Hired as finance chief in 2020 after a varied career including stints in oil exploration, mining and hydrogen fuel cells, he took the top role after Jonathan Carling stepped down last year for personal reasons.  

“As a generalist, part of my role is to help ensure that our specialists are optimally integrated and there’s no constraints on their effectiveness,” says Kelsall. 

“I've got to unlock that efficiency, but also plot the medium and longer term. There are a range of metrics in terms of temperature, density of the plasma and other behavioural characteristics that need to be optimised over long periods of time. 

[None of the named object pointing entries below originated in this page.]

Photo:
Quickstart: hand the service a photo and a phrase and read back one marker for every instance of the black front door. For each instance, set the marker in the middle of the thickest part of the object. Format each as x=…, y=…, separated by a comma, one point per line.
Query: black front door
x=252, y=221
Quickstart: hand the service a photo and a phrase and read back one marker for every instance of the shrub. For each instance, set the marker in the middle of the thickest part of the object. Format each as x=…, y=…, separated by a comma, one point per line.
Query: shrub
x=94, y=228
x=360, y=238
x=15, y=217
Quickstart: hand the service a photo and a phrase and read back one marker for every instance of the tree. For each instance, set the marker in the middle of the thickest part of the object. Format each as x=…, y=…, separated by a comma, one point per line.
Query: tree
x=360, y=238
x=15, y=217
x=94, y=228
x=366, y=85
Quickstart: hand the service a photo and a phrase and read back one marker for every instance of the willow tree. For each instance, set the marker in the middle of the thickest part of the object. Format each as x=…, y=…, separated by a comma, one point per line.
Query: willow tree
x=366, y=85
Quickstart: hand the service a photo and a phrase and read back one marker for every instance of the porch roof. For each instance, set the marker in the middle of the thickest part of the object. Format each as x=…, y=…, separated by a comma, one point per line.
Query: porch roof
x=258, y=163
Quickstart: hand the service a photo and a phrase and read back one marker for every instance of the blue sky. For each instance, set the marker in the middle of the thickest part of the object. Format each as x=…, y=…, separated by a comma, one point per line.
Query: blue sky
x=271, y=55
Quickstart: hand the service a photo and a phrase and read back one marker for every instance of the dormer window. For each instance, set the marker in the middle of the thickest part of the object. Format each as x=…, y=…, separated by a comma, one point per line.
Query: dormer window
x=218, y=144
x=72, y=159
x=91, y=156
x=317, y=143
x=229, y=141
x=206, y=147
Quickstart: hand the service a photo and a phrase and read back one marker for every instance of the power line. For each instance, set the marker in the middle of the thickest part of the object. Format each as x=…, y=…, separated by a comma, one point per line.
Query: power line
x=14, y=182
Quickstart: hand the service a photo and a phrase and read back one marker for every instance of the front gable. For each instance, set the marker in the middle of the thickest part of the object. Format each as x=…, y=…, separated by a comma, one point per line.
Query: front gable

“We've got to strike a very careful balance around overly focusing our technology roadmap on one milestone, to the detriment of neglecting all the others.”

Inside the tokamak device
Inside the tokamak device Credit: Geoff Pugh for the Telegraph

Having reached the 100m degree Celsius time-frame, Tokamak is pushing ahead with work on improving the design of its tokamak, which is already smaller than others and uses a spherical design that bosses say is more efficient and lower cost. The next will build on advances in superconductors over the last decade.  

“It [the advances] have been a game changer for fusion because you're now able to get far stronger currents through far stronger magnets,” says Kelsall. Tokamak will be seeking fresh, international investment this year as it pushes ahead with its plans. 

Asunta pushes back against sceptics of the technology's potential. “I have no doubts that it will [succeed],” he says. “I really believe that it is the way forward and something we have to pursue,” he says. 

The all-important Q ratio is not necessarily a problem, he adds. “We need bigger devices, we need more powerful devices, and we need more experience. But we are on the path. It’s in our nature that we are always looking at the world thinking, what’s the next problem we can solve.”